You can use cell arrays to store strings. For example, strarr{1} = 'hello'; strarr{2} = 'world'; strarr{3} = 'hello'; strarr{end+1} = 'goodbye'; will store strings in an array called strarr. You can then access the last element by str = strarr{end}; which will set the variable str to 'goodbye'
Here are some functions you might find useful and should look them up in matlab using 'help':
strfind - find one string within another - this would be useful for looking for occurences of strings like a href= or even characters like " or #
strtok - tokenize a string according to a delimiter
strcmp - compare two strings or to a string to a cell array of strings. For example if you have defined the variable strarr as above then the command inds = find(strcmp('hello',strcmp)); will return [1 3] the indices of the cell array that are equal to 'hello'
strrep - will replace all occurences of a string with another string
zeros - to create a matrix of size m by n use zeros(m,n)
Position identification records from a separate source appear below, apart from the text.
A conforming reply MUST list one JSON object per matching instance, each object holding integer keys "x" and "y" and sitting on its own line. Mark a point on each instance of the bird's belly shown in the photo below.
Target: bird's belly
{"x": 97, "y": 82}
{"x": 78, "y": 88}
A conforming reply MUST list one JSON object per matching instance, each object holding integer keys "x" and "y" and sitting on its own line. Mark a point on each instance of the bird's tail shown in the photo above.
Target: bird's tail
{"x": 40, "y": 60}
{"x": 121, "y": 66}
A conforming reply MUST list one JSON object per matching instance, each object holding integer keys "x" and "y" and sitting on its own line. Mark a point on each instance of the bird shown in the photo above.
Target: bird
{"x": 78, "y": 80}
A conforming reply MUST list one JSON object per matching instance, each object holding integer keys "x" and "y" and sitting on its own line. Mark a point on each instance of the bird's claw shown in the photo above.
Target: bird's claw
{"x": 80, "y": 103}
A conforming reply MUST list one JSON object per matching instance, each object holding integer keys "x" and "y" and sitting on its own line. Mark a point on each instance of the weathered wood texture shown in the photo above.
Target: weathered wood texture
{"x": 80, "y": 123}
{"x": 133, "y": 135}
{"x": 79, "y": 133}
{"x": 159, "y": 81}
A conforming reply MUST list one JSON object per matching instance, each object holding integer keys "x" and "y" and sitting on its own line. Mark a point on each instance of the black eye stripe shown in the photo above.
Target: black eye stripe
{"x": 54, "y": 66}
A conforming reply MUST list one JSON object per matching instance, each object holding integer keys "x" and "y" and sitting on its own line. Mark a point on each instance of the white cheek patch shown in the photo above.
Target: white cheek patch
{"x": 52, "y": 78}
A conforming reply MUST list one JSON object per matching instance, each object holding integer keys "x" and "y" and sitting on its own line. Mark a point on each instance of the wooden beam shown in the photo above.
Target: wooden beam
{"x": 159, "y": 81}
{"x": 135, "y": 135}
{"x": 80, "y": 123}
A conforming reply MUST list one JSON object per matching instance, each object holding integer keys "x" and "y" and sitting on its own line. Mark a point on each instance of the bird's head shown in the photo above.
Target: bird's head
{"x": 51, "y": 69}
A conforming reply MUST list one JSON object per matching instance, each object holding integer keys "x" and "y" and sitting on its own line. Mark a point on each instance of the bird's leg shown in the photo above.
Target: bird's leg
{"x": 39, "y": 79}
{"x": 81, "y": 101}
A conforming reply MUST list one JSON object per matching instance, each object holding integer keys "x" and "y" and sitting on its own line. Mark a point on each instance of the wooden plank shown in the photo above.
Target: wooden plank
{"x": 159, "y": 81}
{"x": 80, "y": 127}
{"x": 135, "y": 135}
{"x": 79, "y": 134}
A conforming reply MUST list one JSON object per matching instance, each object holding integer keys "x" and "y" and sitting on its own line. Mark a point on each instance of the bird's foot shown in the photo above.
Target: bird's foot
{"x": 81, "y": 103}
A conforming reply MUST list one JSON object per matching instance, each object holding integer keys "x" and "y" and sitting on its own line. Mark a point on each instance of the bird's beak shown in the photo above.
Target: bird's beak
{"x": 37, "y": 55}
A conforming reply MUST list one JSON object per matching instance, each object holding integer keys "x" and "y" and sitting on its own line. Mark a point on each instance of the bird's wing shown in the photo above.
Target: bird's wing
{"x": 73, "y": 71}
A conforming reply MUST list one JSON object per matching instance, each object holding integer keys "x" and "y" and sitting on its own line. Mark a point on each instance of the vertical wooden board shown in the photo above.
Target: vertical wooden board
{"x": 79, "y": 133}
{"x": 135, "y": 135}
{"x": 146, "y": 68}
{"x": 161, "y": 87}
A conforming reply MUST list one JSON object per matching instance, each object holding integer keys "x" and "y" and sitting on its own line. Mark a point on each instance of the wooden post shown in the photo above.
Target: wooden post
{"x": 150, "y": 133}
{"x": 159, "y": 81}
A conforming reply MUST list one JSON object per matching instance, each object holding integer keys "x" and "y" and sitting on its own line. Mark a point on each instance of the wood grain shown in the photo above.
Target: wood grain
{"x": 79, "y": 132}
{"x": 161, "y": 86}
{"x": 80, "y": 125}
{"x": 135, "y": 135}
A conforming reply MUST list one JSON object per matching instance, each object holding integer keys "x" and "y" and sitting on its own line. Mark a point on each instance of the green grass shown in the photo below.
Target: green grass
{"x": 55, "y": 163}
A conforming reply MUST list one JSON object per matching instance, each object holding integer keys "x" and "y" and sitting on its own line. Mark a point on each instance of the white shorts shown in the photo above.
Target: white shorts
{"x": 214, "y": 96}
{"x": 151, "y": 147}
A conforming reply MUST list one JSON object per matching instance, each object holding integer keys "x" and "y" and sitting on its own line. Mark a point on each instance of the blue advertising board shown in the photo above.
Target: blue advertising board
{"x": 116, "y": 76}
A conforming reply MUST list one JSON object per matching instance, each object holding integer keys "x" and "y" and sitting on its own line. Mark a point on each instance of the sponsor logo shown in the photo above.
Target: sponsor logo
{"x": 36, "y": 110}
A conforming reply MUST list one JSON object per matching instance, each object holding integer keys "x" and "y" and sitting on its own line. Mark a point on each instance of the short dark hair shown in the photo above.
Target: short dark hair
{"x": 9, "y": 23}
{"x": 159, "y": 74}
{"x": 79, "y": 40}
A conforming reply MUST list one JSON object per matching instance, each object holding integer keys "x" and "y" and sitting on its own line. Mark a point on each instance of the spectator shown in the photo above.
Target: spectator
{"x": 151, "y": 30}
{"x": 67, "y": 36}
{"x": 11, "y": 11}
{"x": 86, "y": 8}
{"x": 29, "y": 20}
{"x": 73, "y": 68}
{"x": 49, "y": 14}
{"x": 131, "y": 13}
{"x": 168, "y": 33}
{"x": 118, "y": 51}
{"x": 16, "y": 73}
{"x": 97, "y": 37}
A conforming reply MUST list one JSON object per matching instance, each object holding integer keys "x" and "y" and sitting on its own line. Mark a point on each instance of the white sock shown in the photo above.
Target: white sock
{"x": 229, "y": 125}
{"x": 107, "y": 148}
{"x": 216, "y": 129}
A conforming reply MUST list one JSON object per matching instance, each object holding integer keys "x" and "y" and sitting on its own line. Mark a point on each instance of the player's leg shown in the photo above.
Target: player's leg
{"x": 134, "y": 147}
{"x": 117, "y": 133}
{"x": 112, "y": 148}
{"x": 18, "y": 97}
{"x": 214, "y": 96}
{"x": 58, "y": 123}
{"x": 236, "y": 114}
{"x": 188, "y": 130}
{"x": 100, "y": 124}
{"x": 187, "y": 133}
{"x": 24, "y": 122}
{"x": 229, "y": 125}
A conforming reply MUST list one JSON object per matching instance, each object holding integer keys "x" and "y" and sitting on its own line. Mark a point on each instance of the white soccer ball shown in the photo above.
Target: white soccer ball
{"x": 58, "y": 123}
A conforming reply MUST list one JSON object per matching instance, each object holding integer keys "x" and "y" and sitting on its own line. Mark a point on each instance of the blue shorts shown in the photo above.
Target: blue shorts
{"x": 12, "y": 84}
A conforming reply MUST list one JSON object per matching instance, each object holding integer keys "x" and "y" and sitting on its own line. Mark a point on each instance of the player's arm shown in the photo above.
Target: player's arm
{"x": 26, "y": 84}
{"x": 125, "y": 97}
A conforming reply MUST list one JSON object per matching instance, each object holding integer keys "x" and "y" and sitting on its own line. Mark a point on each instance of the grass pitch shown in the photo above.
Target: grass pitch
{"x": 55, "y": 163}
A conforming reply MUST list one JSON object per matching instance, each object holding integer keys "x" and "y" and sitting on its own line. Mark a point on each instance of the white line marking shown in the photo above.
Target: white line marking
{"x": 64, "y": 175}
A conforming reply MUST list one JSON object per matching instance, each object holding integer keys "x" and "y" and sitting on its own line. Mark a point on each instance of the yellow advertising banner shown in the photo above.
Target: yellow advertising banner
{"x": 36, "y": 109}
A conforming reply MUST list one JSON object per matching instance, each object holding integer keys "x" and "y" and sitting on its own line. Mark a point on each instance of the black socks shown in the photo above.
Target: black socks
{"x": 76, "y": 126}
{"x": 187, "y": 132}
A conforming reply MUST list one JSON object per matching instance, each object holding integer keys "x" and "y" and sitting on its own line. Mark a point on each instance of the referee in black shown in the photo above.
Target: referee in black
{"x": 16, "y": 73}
find - find indices of nonzero elements.
sum - can act on matrices to add up over columns, a = sum(M) then a(1) will be the sum of column 1 of M, a(2) will be the sum of column 2 of M.
sort(w) - sort values in assending order. To do descending use sort(-w)
repmat - replicate and tile an array.
* - multiplication works on numbers, vectors, and matrices.
------------------------------------------------------------------------------------------------------------------
In this assignment you will be implementing the PageRank algorithm described in The Anatomy of a Search Engine" and explained in detail in Lecture 2.
There will be 2 parts to this assignment:
1. Extracting hyperlinks from the input data (70 pts)
The file allpages.txt contains a list of URLs, one per line. Each URL identifies an html page on the SBU Computer Science website. All html files can be found in this file: sunysb.tar.gz. To extract the web pages from this file use the command: tar zxvf sunysb.tar.gz and it will untar into a directory www.cs.sunysb.edu/ with all html files nested in this directory structure.
You will need to write code that reads the html pages. For each page, extract each hyperlink out from the page. Ignore links to pages that are not in the test data set. For simplicity you may assume that all links we care about are contained within double quotes, ie links that look like
*See the file URLhints.html for hints on extracting hyperlinks from these web pages*
Use the links to pages that are in the test data set to build the link matrix (T) as defined in Lecture 2. For dangling pages (those with no outgoing links) make all transition probabilities uniform (ie set all the transition probabilities from dangling pages to any other page in the test set to 1/n where n is the total number of pages in the test set).
2. PageRank (30 pts)
Implement the PageRank algorithm with damping to calculate a ranking of the pages. Use a damping factor of 0.85.
Download your own set of web pages using wget or any of the freely available web crawlers and run your PageRank algorithm on these pages. Turn in a webpage to blackboard called extraresults.html showing these pages in ranked order. (10 pts)
Implement an inverted index for the words in these pages as described in The Anatomy of a Search Engine". Show the ranked results for various queries using query word matching in your inverted index and pagerank. Turn in webpages called query1.html, query2.html ... etc. Make sure to include the query string at the top of each web page. (10 pts)
Implement some of the other relevance measures described in The Anatomy of a Search Engine" or measures of your own devising. Show the results of combining these relevance features with pagerank for various queries. Turn in webpages called morequery1.html, morequery2.html, ... etc. Make sure to include the query string at the top of each web page (10 pts).